In a decision rendered March 5, 2008, the Appellate Division agreed with the Firm that a CGL policy exclusion which seemingly denied coverage for any subcontractor’s employee sustaining injury on a construction site with the insured – whether or not the insured had retained that subcontractor – was invalid. In Pyramid Construction, LLC v. Essex Insurance Company, Docket No.: A-4290-06T3, the court found that the following language was inherently ambiguous and nullified the protections of the policy:
[T]here is no coverage under this policy for ‘bodily injury’ or ‘property damage’ sustained by any contractor, self-employed contractor, and/or subcontractor, or any employee, leased worker, temporary worker or volunteer help of same.

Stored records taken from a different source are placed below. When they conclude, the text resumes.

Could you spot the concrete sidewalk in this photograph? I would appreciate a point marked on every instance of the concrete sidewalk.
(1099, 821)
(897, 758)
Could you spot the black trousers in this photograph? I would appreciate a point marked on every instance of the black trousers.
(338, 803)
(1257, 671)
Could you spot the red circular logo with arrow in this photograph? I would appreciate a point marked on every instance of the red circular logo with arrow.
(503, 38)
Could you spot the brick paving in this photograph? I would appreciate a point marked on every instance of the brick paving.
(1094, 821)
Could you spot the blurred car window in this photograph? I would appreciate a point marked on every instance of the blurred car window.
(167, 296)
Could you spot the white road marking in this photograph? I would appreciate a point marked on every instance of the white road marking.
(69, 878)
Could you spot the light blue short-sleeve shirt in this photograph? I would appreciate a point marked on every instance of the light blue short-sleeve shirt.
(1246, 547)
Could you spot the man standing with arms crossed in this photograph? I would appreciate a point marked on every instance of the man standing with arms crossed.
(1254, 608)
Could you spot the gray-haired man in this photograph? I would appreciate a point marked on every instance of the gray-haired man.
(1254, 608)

This particular language had never been passed upon by a New Jersey court. The court’s decision was based primarily on the fact that immediately above the quoted language, was a requirement that the insured’s subcontractors meet certain insurance requirements, or coverage would not apply. The obvious question then was why require subcontractors to carry certain insurance, when they were not covered in the first place? Under the facts of the particular case, the insured was itself a subcontractor on a construction site where a worker was killed. The worker was not an employee of any of the insured’s subcontractors, but the carrier denied coverage anyway, exposing the insured to a potential multi-million dollar verdict. With this ruling by the Appellate Division, TMWB, lead by partner Joe Cobuzio, ensured a defense and indemnification for the insured.
TMWB regularly handles declaratory judgment actions on behalf of both insurers and insureds in the State and Federal courts of New Jersey.